Iniquitous perhaps best sums up the actions of Finsac in how it treated some debtors compared with others. For what else could explain how a $325-million loan to one company was reduced by $295 million; $322 million forgiven out of a $326-million loan in another case, and a $116-million loan was reduced by $112 million, while many other debtors were being squeezed — some to the point of financial ruin — for repayments that ballooned on extremely high interest rates.
To make matters worse, we are told that the Jamaica Redevelopment Foundation (JRF) — an American company that bought the Finsac debt portfolio at a highly discounted rate with the understanding that a portion of the returns from the sale of seized assets would be paid over to Finsac — has refused to provide statements of accounts to indebted entrepreneurs.
And, according to Mr Errol Campbell, the current general manager at Finsac, a large portion of the Finsac debts sold to the JRF were not verified. All they had, he told the enquiry, were names and numbers.
At best, this operation is very untidy, and Finsac no doubt has an obligation to explain to the country the reasons for its actions.
Why would the JRF be provided with only names and numbers, and why would the JRF accept that data only from Finsac, and why has the JRF been advised by its attorney not to divulge information on the loan balances after they were acquired?

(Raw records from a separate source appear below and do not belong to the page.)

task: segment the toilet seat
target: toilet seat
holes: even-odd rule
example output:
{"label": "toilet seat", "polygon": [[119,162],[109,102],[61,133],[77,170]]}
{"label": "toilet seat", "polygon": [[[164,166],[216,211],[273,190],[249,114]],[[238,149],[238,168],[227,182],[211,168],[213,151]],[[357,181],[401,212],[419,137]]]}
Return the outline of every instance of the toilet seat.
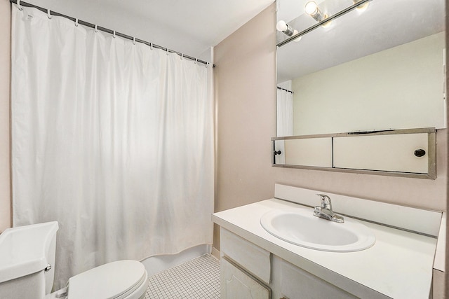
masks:
{"label": "toilet seat", "polygon": [[[68,299],[138,298],[145,293],[147,278],[145,267],[137,260],[109,263],[69,279]],[[135,295],[130,296],[133,292]]]}

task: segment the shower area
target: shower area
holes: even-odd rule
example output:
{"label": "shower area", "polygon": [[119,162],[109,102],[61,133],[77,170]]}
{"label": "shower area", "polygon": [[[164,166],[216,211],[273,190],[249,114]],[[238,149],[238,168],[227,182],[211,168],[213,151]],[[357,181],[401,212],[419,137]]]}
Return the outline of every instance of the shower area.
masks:
{"label": "shower area", "polygon": [[13,222],[58,221],[55,287],[113,260],[151,275],[208,253],[211,64],[12,6]]}

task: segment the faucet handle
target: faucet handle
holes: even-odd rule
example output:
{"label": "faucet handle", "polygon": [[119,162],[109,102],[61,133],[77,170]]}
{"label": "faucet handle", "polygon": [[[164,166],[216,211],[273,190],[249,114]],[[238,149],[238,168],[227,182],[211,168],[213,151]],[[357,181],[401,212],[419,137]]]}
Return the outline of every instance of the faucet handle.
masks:
{"label": "faucet handle", "polygon": [[317,195],[319,196],[320,199],[321,200],[321,207],[332,211],[332,203],[330,202],[330,197],[329,197],[326,194],[317,194]]}

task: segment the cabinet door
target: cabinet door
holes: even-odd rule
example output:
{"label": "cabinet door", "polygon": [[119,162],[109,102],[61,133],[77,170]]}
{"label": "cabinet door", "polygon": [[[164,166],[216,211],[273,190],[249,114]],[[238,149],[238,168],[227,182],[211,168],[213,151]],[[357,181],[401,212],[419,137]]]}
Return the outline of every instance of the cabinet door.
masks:
{"label": "cabinet door", "polygon": [[332,167],[332,138],[285,140],[285,164]]}
{"label": "cabinet door", "polygon": [[429,173],[427,133],[335,137],[334,167]]}
{"label": "cabinet door", "polygon": [[270,289],[222,257],[220,283],[222,299],[270,299]]}

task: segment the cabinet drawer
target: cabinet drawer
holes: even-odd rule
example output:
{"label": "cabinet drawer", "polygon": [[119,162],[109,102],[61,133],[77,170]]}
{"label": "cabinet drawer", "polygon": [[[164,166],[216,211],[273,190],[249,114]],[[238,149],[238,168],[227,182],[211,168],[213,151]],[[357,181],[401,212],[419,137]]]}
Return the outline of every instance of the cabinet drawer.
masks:
{"label": "cabinet drawer", "polygon": [[270,289],[222,257],[220,261],[220,297],[223,299],[270,299]]}
{"label": "cabinet drawer", "polygon": [[228,257],[269,284],[272,272],[271,253],[227,230],[221,228],[221,254]]}
{"label": "cabinet drawer", "polygon": [[334,167],[428,174],[428,140],[427,133],[335,137]]}
{"label": "cabinet drawer", "polygon": [[357,298],[286,261],[282,261],[281,269],[281,293],[284,298],[289,299],[355,299]]}

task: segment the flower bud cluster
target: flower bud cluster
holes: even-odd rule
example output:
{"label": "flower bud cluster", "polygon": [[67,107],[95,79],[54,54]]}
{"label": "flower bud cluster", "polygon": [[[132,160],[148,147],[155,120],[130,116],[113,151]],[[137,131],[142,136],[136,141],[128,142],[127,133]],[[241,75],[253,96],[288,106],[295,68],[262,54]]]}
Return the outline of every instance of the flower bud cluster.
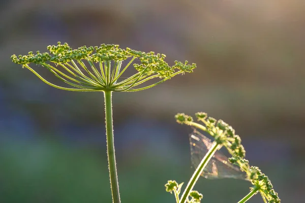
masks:
{"label": "flower bud cluster", "polygon": [[281,200],[273,189],[268,177],[258,167],[250,166],[249,161],[243,158],[246,151],[241,144],[240,138],[235,134],[232,126],[222,120],[217,120],[214,118],[208,117],[205,113],[197,113],[195,116],[198,120],[202,121],[205,126],[194,122],[191,116],[185,114],[177,114],[175,118],[179,123],[192,125],[209,133],[218,144],[225,147],[232,155],[232,157],[229,159],[229,161],[238,165],[242,171],[247,173],[248,180],[253,185],[251,190],[259,192],[263,198],[269,202],[280,203]]}
{"label": "flower bud cluster", "polygon": [[[184,63],[175,61],[174,65],[170,66],[164,61],[164,54],[155,54],[154,52],[145,53],[129,48],[123,49],[116,45],[103,44],[99,47],[83,46],[72,49],[67,43],[62,44],[58,42],[57,45],[48,46],[47,49],[49,52],[41,53],[38,51],[34,54],[30,52],[24,56],[13,55],[11,58],[13,62],[26,67],[47,84],[71,91],[139,91],[156,86],[177,74],[191,73],[196,67],[196,64],[188,64],[187,61]],[[124,68],[121,69],[122,61],[129,58],[132,59]],[[133,63],[136,58],[140,62],[139,64]],[[90,68],[83,61],[87,61]],[[114,62],[112,66],[111,61]],[[96,68],[95,63],[98,63],[99,69]],[[46,67],[60,80],[77,88],[68,88],[50,83],[32,69],[29,66],[30,63]],[[131,64],[138,73],[126,79],[119,79]],[[57,69],[58,65],[70,75]],[[157,77],[161,78],[161,81],[134,88],[135,86]]]}

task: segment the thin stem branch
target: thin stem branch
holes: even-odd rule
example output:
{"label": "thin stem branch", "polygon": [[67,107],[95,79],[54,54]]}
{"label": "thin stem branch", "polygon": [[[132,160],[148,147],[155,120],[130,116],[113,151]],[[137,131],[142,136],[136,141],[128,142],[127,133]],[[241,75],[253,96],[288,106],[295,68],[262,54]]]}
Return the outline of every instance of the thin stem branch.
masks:
{"label": "thin stem branch", "polygon": [[107,137],[107,152],[110,177],[110,184],[113,203],[120,203],[118,182],[116,173],[114,144],[113,142],[113,126],[112,124],[112,92],[105,91],[105,110],[106,114],[106,134]]}
{"label": "thin stem branch", "polygon": [[200,162],[200,163],[199,163],[199,165],[196,169],[196,171],[195,172],[194,172],[192,178],[191,178],[190,182],[189,182],[189,183],[188,183],[187,188],[183,192],[181,199],[180,199],[180,203],[185,203],[187,201],[187,199],[190,195],[191,191],[194,188],[195,184],[203,172],[203,169],[204,169],[206,165],[207,165],[207,163],[210,159],[213,157],[213,155],[217,150],[217,149],[218,149],[219,145],[216,142],[213,142],[211,148],[208,150],[206,154],[205,154],[204,157],[203,157],[201,160],[201,162]]}

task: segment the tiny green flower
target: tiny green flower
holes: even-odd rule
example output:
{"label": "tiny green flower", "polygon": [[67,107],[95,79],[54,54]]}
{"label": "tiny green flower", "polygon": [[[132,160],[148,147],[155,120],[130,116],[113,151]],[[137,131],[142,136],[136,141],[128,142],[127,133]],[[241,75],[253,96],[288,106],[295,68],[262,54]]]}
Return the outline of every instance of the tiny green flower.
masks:
{"label": "tiny green flower", "polygon": [[[59,89],[70,91],[110,91],[133,92],[154,87],[175,75],[191,73],[196,64],[188,64],[175,61],[172,66],[164,61],[165,55],[151,52],[145,53],[130,48],[123,49],[118,45],[102,44],[100,47],[85,46],[72,49],[67,43],[47,47],[49,52],[18,57],[13,55],[13,62],[26,67],[46,83]],[[133,63],[137,73],[127,79],[121,76]],[[123,62],[127,64],[123,67]],[[61,81],[74,88],[67,88],[50,83],[31,67],[30,64],[41,65]],[[160,78],[149,85],[142,84]],[[138,85],[142,85],[141,87]]]}
{"label": "tiny green flower", "polygon": [[[107,153],[112,200],[114,203],[120,203],[113,139],[112,92],[134,92],[148,89],[177,75],[191,73],[196,65],[188,64],[187,61],[185,63],[175,61],[174,65],[171,66],[164,61],[164,54],[155,54],[153,52],[145,53],[129,48],[123,49],[114,45],[103,44],[94,47],[84,46],[72,49],[67,43],[61,44],[58,42],[57,45],[49,46],[47,49],[48,52],[41,53],[37,51],[34,54],[29,52],[28,55],[24,56],[13,55],[11,58],[14,63],[27,68],[43,82],[56,88],[103,92]],[[136,59],[139,61],[138,63],[134,62]],[[33,64],[47,69],[72,87],[55,85],[47,81],[30,66]],[[128,78],[121,77],[132,64],[137,73]],[[158,82],[144,84],[148,81],[158,78]],[[167,190],[173,189],[176,199],[178,200],[182,184],[175,185],[175,182],[171,182]]]}

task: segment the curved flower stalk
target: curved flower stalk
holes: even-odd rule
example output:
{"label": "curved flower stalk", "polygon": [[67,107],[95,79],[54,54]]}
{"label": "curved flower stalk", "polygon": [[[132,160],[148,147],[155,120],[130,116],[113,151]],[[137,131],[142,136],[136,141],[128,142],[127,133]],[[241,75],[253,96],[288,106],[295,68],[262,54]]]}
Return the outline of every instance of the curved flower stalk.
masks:
{"label": "curved flower stalk", "polygon": [[[244,159],[246,151],[241,144],[241,140],[239,136],[235,134],[235,130],[232,126],[224,122],[222,120],[207,117],[207,115],[203,112],[197,113],[195,114],[198,121],[203,123],[204,125],[194,122],[193,118],[184,114],[178,114],[175,116],[177,122],[180,124],[191,125],[208,133],[215,139],[215,141],[205,155],[202,160],[196,168],[181,197],[177,202],[178,203],[190,202],[189,196],[191,195],[192,190],[195,184],[201,175],[207,162],[213,156],[217,150],[224,147],[232,157],[229,159],[230,162],[239,166],[241,171],[247,174],[247,180],[251,182],[253,186],[251,188],[250,192],[241,199],[238,203],[243,203],[248,200],[253,195],[260,193],[264,202],[280,203],[281,200],[278,193],[273,189],[273,186],[268,177],[263,174],[258,167],[250,166],[249,161]],[[168,184],[174,182],[169,181]],[[167,187],[167,191],[169,190]],[[179,188],[179,191],[180,190]],[[172,191],[175,191],[175,187]],[[171,191],[168,191],[171,192]],[[175,195],[177,196],[177,195]]]}
{"label": "curved flower stalk", "polygon": [[[118,45],[102,44],[100,47],[83,46],[73,50],[67,43],[58,43],[57,46],[49,46],[49,52],[36,54],[12,56],[15,63],[22,65],[32,71],[43,82],[54,87],[71,91],[101,91],[133,92],[154,87],[174,76],[191,73],[196,64],[188,64],[175,61],[169,65],[164,61],[164,54],[155,54],[132,50],[122,49]],[[122,67],[124,60],[130,59]],[[127,79],[120,77],[135,59],[140,61],[133,66],[138,73]],[[59,86],[47,81],[29,66],[29,64],[41,65],[47,69],[62,81],[73,87]],[[87,63],[86,64],[85,63]],[[113,63],[113,64],[112,64]],[[153,84],[136,88],[148,80],[159,78],[161,80]]]}
{"label": "curved flower stalk", "polygon": [[[173,77],[191,73],[196,64],[175,61],[169,65],[164,54],[145,53],[118,45],[102,44],[100,47],[83,46],[72,49],[67,43],[49,46],[48,52],[33,52],[28,55],[12,56],[13,62],[22,65],[47,84],[56,88],[76,91],[102,91],[104,94],[108,166],[113,202],[120,202],[116,172],[112,124],[112,92],[134,92],[152,87]],[[134,62],[135,59],[139,63]],[[126,65],[123,62],[126,61]],[[35,64],[48,70],[66,87],[47,81],[30,66]],[[129,77],[121,76],[133,64],[137,73]],[[159,81],[145,85],[146,82],[159,78]]]}

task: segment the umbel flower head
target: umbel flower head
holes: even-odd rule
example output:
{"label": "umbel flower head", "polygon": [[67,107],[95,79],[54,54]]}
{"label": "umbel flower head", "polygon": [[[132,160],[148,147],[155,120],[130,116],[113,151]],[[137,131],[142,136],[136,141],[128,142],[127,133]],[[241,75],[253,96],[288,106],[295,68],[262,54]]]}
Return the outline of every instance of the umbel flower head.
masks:
{"label": "umbel flower head", "polygon": [[[130,48],[120,49],[118,45],[102,44],[100,47],[85,46],[72,49],[67,43],[49,46],[49,52],[33,52],[28,55],[12,56],[15,63],[25,67],[45,83],[59,89],[70,91],[111,91],[132,92],[152,87],[173,76],[190,73],[196,64],[188,64],[175,61],[169,65],[164,61],[164,54],[154,52],[145,53]],[[139,63],[133,63],[138,59]],[[128,64],[122,67],[124,60]],[[30,67],[35,63],[47,69],[62,81],[73,87],[58,86],[46,80]],[[137,73],[124,79],[120,78],[127,69],[133,64]],[[158,82],[152,84],[135,87],[156,78]]]}

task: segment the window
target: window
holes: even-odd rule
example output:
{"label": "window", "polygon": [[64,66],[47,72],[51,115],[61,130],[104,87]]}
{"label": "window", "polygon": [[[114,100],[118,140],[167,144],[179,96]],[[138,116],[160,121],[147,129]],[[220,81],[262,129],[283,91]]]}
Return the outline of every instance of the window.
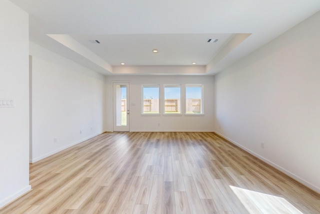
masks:
{"label": "window", "polygon": [[178,85],[164,85],[164,114],[180,114],[181,89]]}
{"label": "window", "polygon": [[203,114],[202,88],[202,84],[186,85],[186,114]]}
{"label": "window", "polygon": [[159,114],[159,86],[142,85],[142,114]]}

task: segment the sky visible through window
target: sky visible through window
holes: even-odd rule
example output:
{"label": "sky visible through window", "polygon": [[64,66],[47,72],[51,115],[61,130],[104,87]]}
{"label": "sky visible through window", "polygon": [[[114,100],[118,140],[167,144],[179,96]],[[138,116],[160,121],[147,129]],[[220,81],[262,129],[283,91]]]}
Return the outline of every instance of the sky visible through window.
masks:
{"label": "sky visible through window", "polygon": [[180,87],[165,87],[164,99],[180,99]]}
{"label": "sky visible through window", "polygon": [[201,87],[192,87],[186,88],[186,99],[201,99]]}
{"label": "sky visible through window", "polygon": [[144,99],[159,99],[159,88],[144,87]]}
{"label": "sky visible through window", "polygon": [[[144,87],[144,99],[159,99],[159,88]],[[201,87],[192,87],[186,88],[186,99],[200,99]],[[126,88],[121,88],[122,99],[126,98]],[[180,87],[166,87],[164,88],[165,99],[175,99],[180,98]]]}
{"label": "sky visible through window", "polygon": [[126,99],[126,86],[121,86],[121,98],[122,99]]}

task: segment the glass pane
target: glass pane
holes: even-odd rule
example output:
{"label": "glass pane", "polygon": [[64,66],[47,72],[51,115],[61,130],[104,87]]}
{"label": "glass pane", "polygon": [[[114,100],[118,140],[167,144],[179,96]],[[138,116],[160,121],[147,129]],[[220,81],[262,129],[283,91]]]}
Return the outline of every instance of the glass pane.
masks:
{"label": "glass pane", "polygon": [[180,114],[180,87],[164,87],[164,113]]}
{"label": "glass pane", "polygon": [[126,126],[126,86],[116,86],[116,125]]}
{"label": "glass pane", "polygon": [[159,113],[159,87],[144,87],[142,113]]}
{"label": "glass pane", "polygon": [[190,87],[186,88],[186,113],[202,113],[202,87]]}

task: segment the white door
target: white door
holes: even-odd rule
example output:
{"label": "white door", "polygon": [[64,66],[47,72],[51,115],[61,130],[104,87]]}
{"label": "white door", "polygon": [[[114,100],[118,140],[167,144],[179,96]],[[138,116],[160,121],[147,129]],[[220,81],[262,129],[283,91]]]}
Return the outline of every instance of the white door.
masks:
{"label": "white door", "polygon": [[129,83],[113,83],[114,131],[130,131]]}

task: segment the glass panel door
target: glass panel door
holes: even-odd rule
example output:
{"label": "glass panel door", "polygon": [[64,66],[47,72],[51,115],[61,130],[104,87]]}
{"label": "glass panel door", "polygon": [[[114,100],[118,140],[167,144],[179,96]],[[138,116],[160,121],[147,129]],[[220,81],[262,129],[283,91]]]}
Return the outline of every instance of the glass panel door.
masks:
{"label": "glass panel door", "polygon": [[114,131],[130,131],[129,83],[114,83]]}

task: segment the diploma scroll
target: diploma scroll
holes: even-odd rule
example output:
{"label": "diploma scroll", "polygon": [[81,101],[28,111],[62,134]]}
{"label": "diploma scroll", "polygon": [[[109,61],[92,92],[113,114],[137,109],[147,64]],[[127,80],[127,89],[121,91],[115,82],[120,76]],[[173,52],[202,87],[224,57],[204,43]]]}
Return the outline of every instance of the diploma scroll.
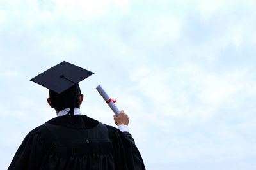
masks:
{"label": "diploma scroll", "polygon": [[103,89],[103,88],[101,87],[101,85],[98,85],[96,87],[96,90],[101,95],[101,96],[103,97],[104,101],[108,103],[108,106],[109,106],[109,107],[111,108],[113,111],[114,111],[115,114],[116,114],[116,115],[118,116],[120,113],[119,110],[117,108],[116,104],[114,103],[113,100],[112,100],[108,96],[108,95],[105,92],[105,90]]}

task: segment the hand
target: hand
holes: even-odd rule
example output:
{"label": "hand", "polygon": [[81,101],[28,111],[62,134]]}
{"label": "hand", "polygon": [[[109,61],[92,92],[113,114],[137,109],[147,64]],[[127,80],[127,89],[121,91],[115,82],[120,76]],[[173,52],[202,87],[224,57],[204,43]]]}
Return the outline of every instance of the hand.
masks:
{"label": "hand", "polygon": [[128,115],[124,113],[124,110],[121,110],[118,116],[114,115],[114,120],[116,125],[118,126],[120,125],[128,125],[129,117]]}

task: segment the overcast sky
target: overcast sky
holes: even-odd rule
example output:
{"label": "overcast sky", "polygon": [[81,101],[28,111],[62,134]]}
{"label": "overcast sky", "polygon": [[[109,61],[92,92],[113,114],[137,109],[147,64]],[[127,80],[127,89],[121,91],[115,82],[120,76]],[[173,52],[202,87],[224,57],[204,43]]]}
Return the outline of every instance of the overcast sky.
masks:
{"label": "overcast sky", "polygon": [[256,169],[255,1],[0,0],[0,169],[54,118],[29,80],[65,60],[95,74],[81,111],[118,100],[147,169]]}

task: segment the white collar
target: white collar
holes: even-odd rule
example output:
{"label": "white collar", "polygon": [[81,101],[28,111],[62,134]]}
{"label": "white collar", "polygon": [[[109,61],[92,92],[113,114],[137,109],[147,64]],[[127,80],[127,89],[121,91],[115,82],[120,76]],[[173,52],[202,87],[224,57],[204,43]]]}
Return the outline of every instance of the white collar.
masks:
{"label": "white collar", "polygon": [[[67,115],[68,113],[70,110],[70,108],[65,108],[65,109],[63,109],[63,110],[60,111],[57,113],[57,117],[64,116],[64,115]],[[74,115],[82,115],[82,113],[81,113],[80,109],[79,109],[77,108],[74,108]]]}

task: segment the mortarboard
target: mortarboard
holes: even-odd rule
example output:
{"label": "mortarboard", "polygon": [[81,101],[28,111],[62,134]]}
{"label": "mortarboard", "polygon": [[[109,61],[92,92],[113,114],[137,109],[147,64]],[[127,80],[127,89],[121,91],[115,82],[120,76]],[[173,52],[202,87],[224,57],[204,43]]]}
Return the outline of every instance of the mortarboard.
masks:
{"label": "mortarboard", "polygon": [[63,61],[30,81],[60,94],[94,73]]}

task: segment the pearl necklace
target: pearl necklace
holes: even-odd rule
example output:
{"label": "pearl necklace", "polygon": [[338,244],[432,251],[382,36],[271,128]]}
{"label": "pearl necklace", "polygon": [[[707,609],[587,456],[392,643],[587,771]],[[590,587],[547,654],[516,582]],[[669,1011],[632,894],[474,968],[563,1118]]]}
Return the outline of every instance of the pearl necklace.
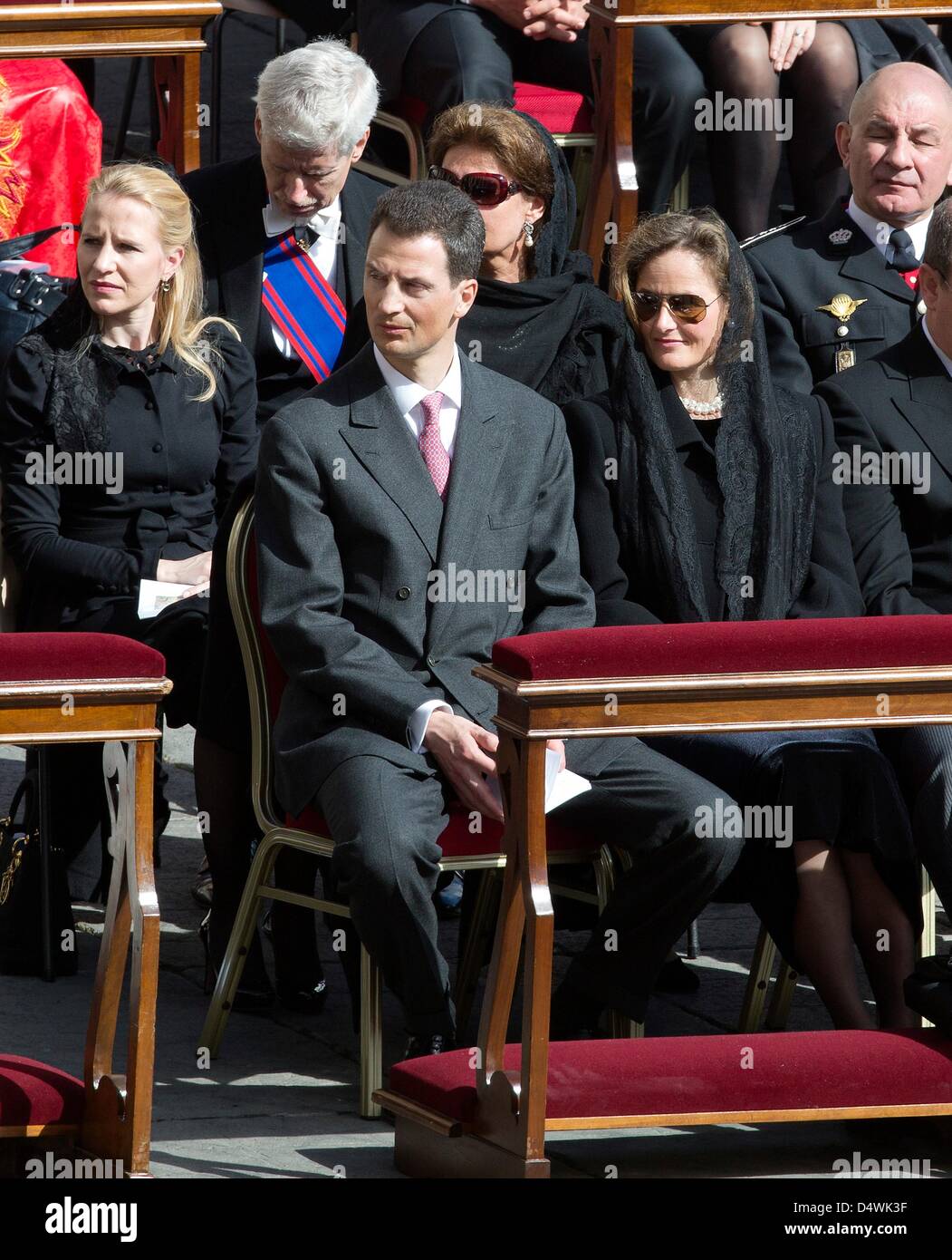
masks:
{"label": "pearl necklace", "polygon": [[699,402],[696,398],[681,398],[681,406],[685,411],[696,412],[699,416],[710,416],[713,412],[722,410],[724,399],[720,394],[715,394],[713,402]]}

Finsac also needs to say what criteria were used to determine who received write-offs and how much. For it is critical that we ensure — through this enquiry — that Jamaicans who wish to invest in their country are not subjected to this kind of egregious action again.
We also note the charge made by Mr David Wong-Ken, the attorney representing the Association of Finsac’d Entrepreneurs, that the list of debtors provided by Finsac was inaccurate and lacked clarity. His reason for making that claim, he said, was that his company was included on the list, even though he was never offered any forgiveness and worse, he never owed any money.
It is also noteworthy that Mr Douglas Orane, the reputable chairman and CEO of the GraceKennedy Group, has had to dissociate himself from the “Douglas Orane” on the list of debtors that was unveiled.
These are very serious matters that should not be swept under the carpet. We therefore urge the commissioners to ignore the noise being made by those who obviously have things to hide, and pursue these answers with dogged determination.
For based on what the enquiry has so far unearthed, we should lay a foundation that will make it extremely difficult and costly for those who would abuse positions of authority in the future.